Background: Insulin sensitizers have favourable metabolic and ovarian effects in polycystic ovary syndrome (PCOS). This study examined rosiglitazone, a thiazolidinedione, in PCOS.
Methods: In a prospective, open-label study, the effects of rosiglitazone on metabolism and ovarian function were examined in 42 non-diabetic women with PCOS classified according to the National Institute of Child Health and Human Development criteria and insulin resistance (IR) by steady-state plasma glucose (SSPG) > or =10 mmol/l on octreotide-modified insulin suppression testing. Participants were randomized to rosiglitazone 2, 4 or 8 mg daily for 12 weeks. Endpoints included ovulation and menstrual pattern; serum testosterone, sex hormone-binding globulin (SHBG), and LH; and changes in IR and glucose-insulin responses on 8 h mixed-meal profile.
Results: After rosiglitazone 8 mg daily for 12 weeks, SSPG declined and insulinaemia fell by 46%; lower doses gave lesser effects.

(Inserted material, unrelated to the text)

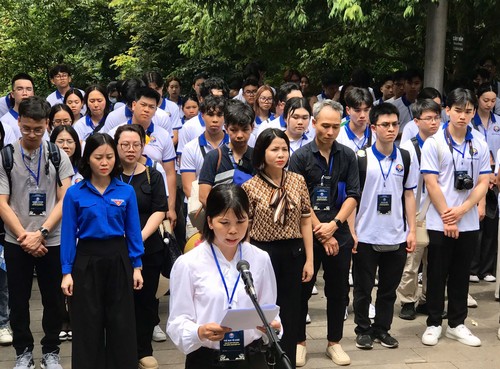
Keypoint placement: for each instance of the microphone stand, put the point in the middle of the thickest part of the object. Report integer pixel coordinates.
(271, 334)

Serum LH, total and free testosterone were unchanged; SHBG increased. With rosiglitazone, ovulation occurred in 23/42 women (55%), without significant dose dependence. Both before and during treatment, ovulators on rosiglitazone had lower circulating insulin and free testosterone and higher SHBG than non-ovulators. Testosterone declined only in a subgroup of ovulators with early vaginal bleeding after starting rosiglitazone.
Conclusions: Rosiglitazone in insulin-resistant PCOS promoted ovulation and dose-dependently decreased IR and insulinaemia; ovulators had lower circulating insulin and testosterone.